Feedback and Contributions

We welcome any feedback on how sbi is working for your inference problems (see Discussions) and are happy to receive bug reports, pull requests, and other feedback (see contribute). We wish to maintain a positive community; please read our Code of Conduct.

Acknowledgments

sbi is the successor (using PyTorch) of the delfi package. It started as a fork of Conor M. Durkan's lfi. sbi runs as a community project. See also credits.

Support

sbi has been supported by the German Federal Ministry of Education and Research (BMBF) through project ADIMEM (FKZ 01IS18052 A-D), project SiMaLeSAM (FKZ 01IS21055A) and the Tübingen AI Center (FKZ 01IS18039A). Since 2024, sbi is supported by the appliedAI Institute for Europe.

License

Apache License Version 2.0 (Apache-2.0)

Citation

If you use sbi consider citing the sbi software paper, in addition to the original research articles describing the specific sbi-algorithm(s) you are using.

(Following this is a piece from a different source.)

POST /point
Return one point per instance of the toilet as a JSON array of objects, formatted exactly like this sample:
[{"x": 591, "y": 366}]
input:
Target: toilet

@article{tejero-cantero2020sbi,
  doi = {10.21105/joss.02505},
  url = {https://doi.org/10.21105/joss.02505},
  year = {2020},
  publisher = {The Open Journal},
  volume = {5},
  number = {52},
  pages = {2505},
  author = {Alvaro Tejero-Cantero and Jan Boelts and Michael Deistler and Jan-Matthis Lueckmann and Conor Durkan and Pedro J. Gonçalves and David S. Greenberg and Jakob H. Macke},
  title = {sbi: A toolkit for simulation-based inference},
  journal = {Journal of Open Source Software}
}

The above citation refers to the original version of the sbi project and has a persistent DOI. Additionally, new releases of sbi are citable via Zenodo, where we create a new DOI for every release.